José Juan Cervera
Un poeta menor invocó a la musa; ella atendió su llamado y, en divina condescendencia, lo remitió al país de los pequeños anhelos.
La poesía ejerce el don de la invisibilidad ante el iluso que falsifica sus cantos.
Si insistes en buscarla, el susurro de sus dones se hundirá en la penumbra.
Quien pulsa en su lira la diáfana cuerda del sentimiento desata apenas la primera nota para atraer los favores de la diosa.

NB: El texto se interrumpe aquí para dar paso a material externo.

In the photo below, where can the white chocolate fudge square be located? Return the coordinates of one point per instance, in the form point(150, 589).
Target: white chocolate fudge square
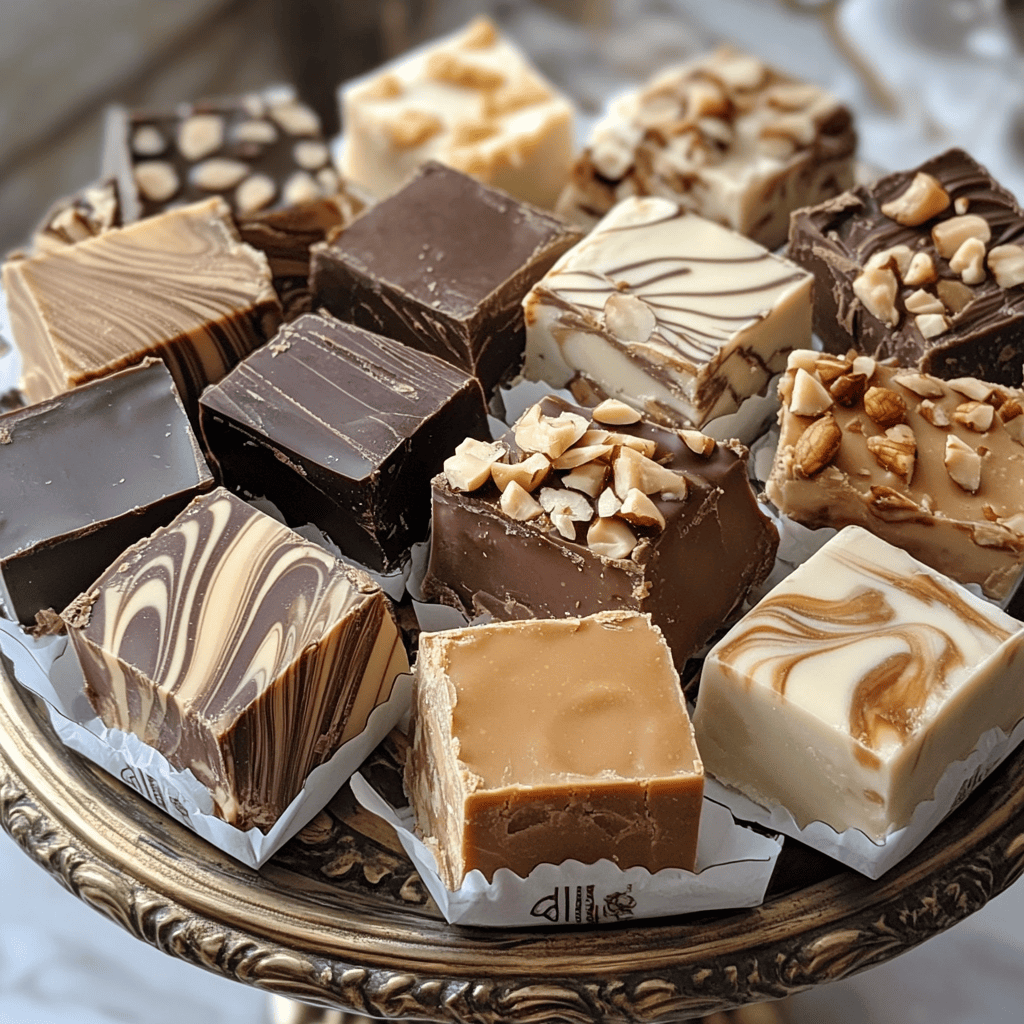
point(668, 311)
point(471, 100)
point(847, 691)
point(728, 136)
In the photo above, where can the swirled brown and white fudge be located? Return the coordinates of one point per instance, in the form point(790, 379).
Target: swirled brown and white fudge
point(239, 650)
point(471, 100)
point(935, 467)
point(668, 311)
point(576, 511)
point(180, 286)
point(543, 740)
point(726, 136)
point(925, 266)
point(845, 693)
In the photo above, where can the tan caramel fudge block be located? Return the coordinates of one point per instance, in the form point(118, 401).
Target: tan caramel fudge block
point(669, 311)
point(239, 650)
point(935, 467)
point(180, 286)
point(542, 740)
point(728, 137)
point(847, 691)
point(471, 100)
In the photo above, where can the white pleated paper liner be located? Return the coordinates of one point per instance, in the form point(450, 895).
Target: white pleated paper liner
point(853, 848)
point(49, 669)
point(733, 867)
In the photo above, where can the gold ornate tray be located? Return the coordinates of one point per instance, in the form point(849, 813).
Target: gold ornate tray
point(340, 919)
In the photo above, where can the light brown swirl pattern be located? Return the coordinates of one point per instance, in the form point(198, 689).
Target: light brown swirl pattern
point(180, 286)
point(846, 692)
point(668, 311)
point(239, 650)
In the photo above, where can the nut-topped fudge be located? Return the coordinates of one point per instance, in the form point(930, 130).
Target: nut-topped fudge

Los más desprevenidos ansían coronas de laurel como sello de tus visitas, fuente de goce y de lucimiento. Pocos buscan la sombra bienhechora que apareja el vigor y la firmeza.
Tu dicha, la sonrisa amada y sus contornos dibujan la vastedad del cielo sobre el valle iluminado.
Su presencia radiante brota con la flor al amparo del rocío, bajo el ritmo pausado de palabras serenas, uncidas a la integridad de un tenue hálito del universo.
Tu fuerza mítica y tus vestiduras clásicas seducen el alma y cautivan la voluntad. ¿Quién preside, en cambio, tu desamparo?
El venero más fecundo preserva la armonía del entorno que lo nutre.
Con potencia implacable, la mancha indeleble vence la angustia de la página en blanco.